Last week, I wrote a letter, with council leaders, to the red wall Members on the Government Benches, urging them to speak out against a plan that will see cuts to adult social care—one of the largest cost pressures facing all local councils, particularly those in deprived areas. I know from some of the responses that Government Members have given to the press that the calculations from the LGA have been dismissed as speculation. I say to those Members that this analysis was produced by the cross-party LGA and was released officially to support councils as they plan their budgets in the coming years. The analysis that the LGA produced was also informally shared with MHCLG, whose officials privately confirmed that the assumptions in the analysis are sound.

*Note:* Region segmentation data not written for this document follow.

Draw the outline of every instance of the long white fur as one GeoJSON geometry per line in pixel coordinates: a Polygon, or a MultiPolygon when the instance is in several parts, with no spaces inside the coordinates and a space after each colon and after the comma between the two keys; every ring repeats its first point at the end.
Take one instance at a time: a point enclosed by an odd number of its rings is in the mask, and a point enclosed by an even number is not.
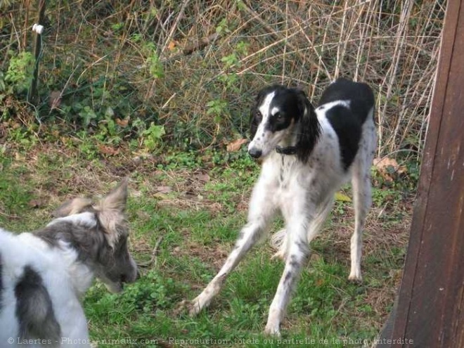
{"type": "Polygon", "coordinates": [[[269,110],[273,96],[272,93],[269,94],[259,108],[262,121],[249,146],[249,148],[257,146],[262,149],[265,159],[252,194],[247,222],[221,270],[189,305],[191,315],[209,305],[246,252],[266,236],[269,224],[280,210],[286,226],[285,229],[278,232],[273,240],[279,248],[276,255],[284,259],[285,266],[271,304],[265,328],[266,333],[279,335],[281,322],[292,289],[309,253],[308,245],[317,236],[330,211],[335,191],[350,178],[356,221],[351,240],[352,266],[349,278],[361,280],[361,233],[370,205],[370,167],[376,134],[373,109],[362,126],[359,148],[354,161],[349,170],[345,171],[337,134],[326,113],[335,105],[349,107],[349,101],[331,102],[316,109],[321,134],[308,162],[303,163],[296,156],[282,155],[273,149],[279,141],[288,138],[288,134],[285,134],[287,131],[272,133],[264,126],[266,117],[274,115],[276,111],[269,110]],[[283,175],[281,175],[281,171],[283,175]],[[283,180],[278,179],[280,176],[283,180]],[[288,231],[290,232],[287,233],[288,231]]]}
{"type": "MultiPolygon", "coordinates": [[[[81,214],[79,214],[81,215],[81,214]]],[[[70,217],[70,218],[75,217],[70,217]]],[[[91,223],[89,217],[86,222],[91,223]]],[[[53,223],[53,221],[52,221],[53,223]]],[[[94,223],[96,221],[94,221],[94,223]]],[[[79,297],[91,285],[94,272],[77,261],[77,253],[65,243],[60,248],[52,248],[41,238],[32,233],[14,235],[0,228],[0,253],[2,259],[4,290],[2,302],[5,304],[0,311],[0,347],[6,344],[8,338],[14,343],[8,347],[56,347],[62,342],[51,342],[45,345],[22,344],[17,337],[18,323],[15,318],[16,297],[14,286],[22,276],[25,266],[33,265],[41,277],[53,303],[56,320],[60,323],[62,337],[72,342],[69,347],[87,347],[88,337],[86,318],[79,302],[79,297]],[[8,260],[8,262],[4,262],[8,260]],[[79,344],[81,342],[81,344],[79,344]]],[[[5,347],[6,347],[5,345],[5,347]]]]}

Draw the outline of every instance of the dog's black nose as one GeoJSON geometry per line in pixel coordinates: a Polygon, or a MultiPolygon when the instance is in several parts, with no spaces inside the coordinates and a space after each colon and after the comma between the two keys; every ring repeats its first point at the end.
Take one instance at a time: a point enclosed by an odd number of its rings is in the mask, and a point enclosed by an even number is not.
{"type": "Polygon", "coordinates": [[[262,155],[263,152],[261,150],[252,148],[250,150],[248,150],[248,153],[250,153],[250,155],[253,158],[259,158],[262,155]]]}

This new research is also consistent with what we already knew. Last year, researchers in Liverpool warned that removing deprivation from the funding formula would see the 20% most deprived areas lose £390 million a year. The Institute for Fiscal Studies has warned that removing deprivation from the formula would likely hit councils in inner London and most other urban areas, like Manchester, Birmingham, Newcastle, Bristol and Kingston upon Hull, where deprivation tends to be not just concentrated but over-concentrated. The IFS states that
“proposals by the government to base assessments of councils’ needs for spending on services like homelessness prevention, public transport, waste collection, libraries, and planning on population only would shift funding from councils serving deprived areas to those serving more affluent areas.”
It has also warned that the evidence base to justify this decision is weak.